TAMPA, Fla. — Thank goodness it’s the slow season in Florida.
At least that’s what officials and representatives of the state’s multibillion-dollar tourism industry are thinking in the wake of the news that 16 people have been infected with Zika in a small, trendy neighborhood in Miami.
The outbreak has sent another chill through the Sunshine State’s all-important tourism industry just weeks after the Orlando nightclub massacre and the killing of a 2-year-old boy by an alligator at nearby Walt Disney World.
Florida officials have gone into damage-control mode, with Gov. Rick Scott insisting, “We have a safe state!” during a tour of the Zika hot zone in Miami’s Wynwood district.
Tourism is Florida’s biggest industry. Visitors spent some $89 billion here last year. And Disney is America’s No. 1 tourist attraction.
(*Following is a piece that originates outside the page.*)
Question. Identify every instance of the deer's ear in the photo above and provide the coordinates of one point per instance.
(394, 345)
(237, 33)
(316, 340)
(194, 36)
Outside of a few business owners in the affected square-mile neighborhood, however, Zika appears to have done little damage to tourism so far.
“We have not had anyone cancel a trip to Florida because of Zika,” said Jenny Cagle, vice president of Elm Grove Travel in Wisconsin. “It’s definitely a conversation. People are talking about it.”
Demetra Prattas, vice president of Turon Travel, a company that books art tours and trips, including the annual Art Basel festival that includes events in Wynwood, said: “I don’t think it’s a factor in deciding where to go. We’ve had no cancellations.”
The governor has been on something of a statewide Zika tour, meeting with county health officials and business owners in Miami and along the Interstate 4 corridor that runs through Orlando. He said tourists should use caution and not worry about mosquitoes, adding that Florida knows how to prepare for crises because of its hurricanes.
“We will make sure all the tourists feel comfortable coming to Florida,” he said Thursday in Wynwood, site of the first mosquito-transmitted cases of Zika on record in the continental U.S.
He said the state is doing everything it can to test people, spray against mosquitoes, get rid of the standing water and encourage people to use repellent.